As it happens, I have recently begun looking for part-time work. This is pretty much how my job-searching as gone so far:
Dear Sir/ Madam, I am very keen to work for your small-business/ company/ organisation. In fact, I want nothing more in life than to work for your small business/ company/ organisation. I would be such an asset for your wonderful, wonderful, small-business/ company/ organisation, which I love and adore, and did I mention that I’m terrific? I’m wonderful, I’m efficient, smart, all that, and more. I can type. And use databases. I have heaps of experience. Scads. Some of it is a bit outdated. But, oh yes, I’m great with people. I’m definitely a people-person! People, gosh, I just love them. Yes, its true I haven’t worked in a while. Here’s why. I have this teensy, weensy, little problem, kind of a heart-lung thing, its a bit annoying, and it does mean I can’t work quite full time and I might take a few sick days here and there, but really, I’m a total trooper, I’m tough, I’ll work hard even if I’m having a shit day. Oh, by the way, are there stairs at your work-place? What about good ventilation? And how’s the parking out the front? And will I have to walk up any kind of slope or incline to get from car-park to workplace? And what about inside the building? There isn’t anything in there like a tea-room or a photo-copy room that I have to walk up a huge flight of stairs to get to? Thanks for taking the time out of your busy and important schedule to read my boring letter about my crap, boring, disabled life. Oh sorry, I mean my great life. So happy and fulfilled, and I’ve had such interesting life-experiences! Let me know if you would like me to come in for an interview. I have forwarded a CV containing a pathetically small amount of actual experience for someone my age, but I was hoping you’ll overlook that out of sympathy basically, give a disabled gal a break, would ya? id I mention I really want to work for your small business/ company/ organisation? And that I’m awesome? Cheers.
Obviously, the job hunt has not gone so well.

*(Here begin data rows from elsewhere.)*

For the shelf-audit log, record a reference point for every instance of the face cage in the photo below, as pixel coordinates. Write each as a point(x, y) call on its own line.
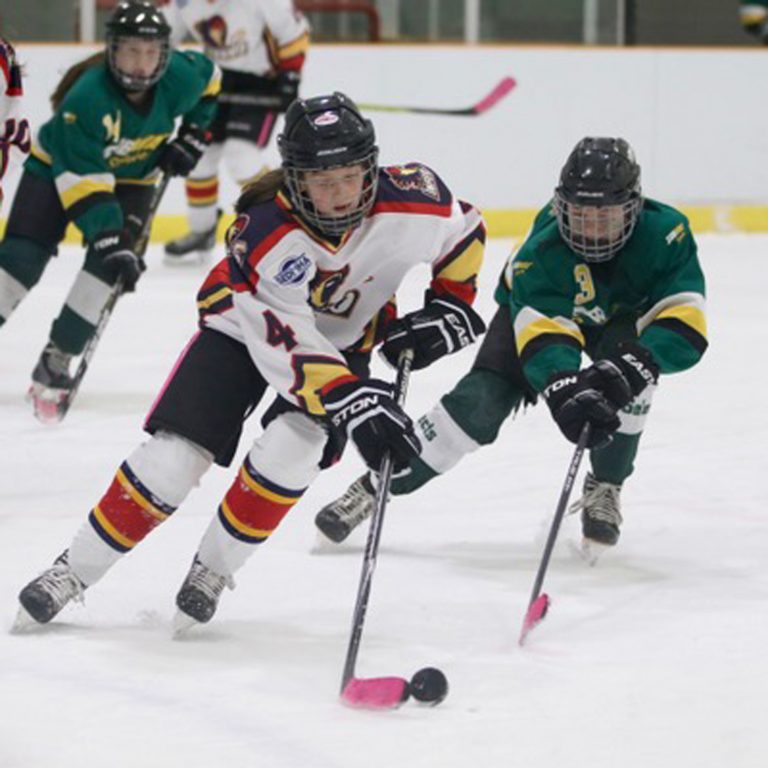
point(596, 249)
point(335, 226)
point(131, 82)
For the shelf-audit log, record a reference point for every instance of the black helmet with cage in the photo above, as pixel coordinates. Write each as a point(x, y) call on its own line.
point(324, 133)
point(598, 200)
point(133, 19)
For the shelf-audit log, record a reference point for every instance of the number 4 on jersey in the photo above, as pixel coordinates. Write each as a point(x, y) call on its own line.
point(277, 333)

So I recently joined a government-funded recruitment agency intended specifically for people with disabilities. I really thought it would help. But I have always had a tendency to be overly optimistic. I thought they would have a list of employers who were prepared to be magnanimous in taking on a burden such as myself, and that I would have to do little more than attend an interview in some nice clothes and behave like a proper normal person for an hour or so.
I thought the recruitment company would communicate with my specialist regarding my disease, and try, as best as they could, to tailor a work-situation that allows me to realise my full potential in an environment supportive of my needs as a disabled person.
Essentially, joining a government-funded recruitment agency means job hunting as per normal, while a case worker gets paid to sit in an office and ask, “How is it all going?” once a week.
The last appointment was worse, however. The night before, I hadn’t slept well and possibly looked rather blue. This caused my caseworker to gape at me and exclaim,
“You look dreadful! Really awful! What’s wrong with you? Are you sick?”
“Um, yes, I kind of have this disease – its a heart-lung thing” (Oh dear, not this again).
So really, the whole finding a job and contributing to society while saving for a fabulous wonder-hound has not gone too well. But I haven’t given up yet. I’m thinking the next letter I write should be about how a certain government agency could think about replacing their staff with incredibly well-trained, highly skilled, cute and cuddly German Shepherds.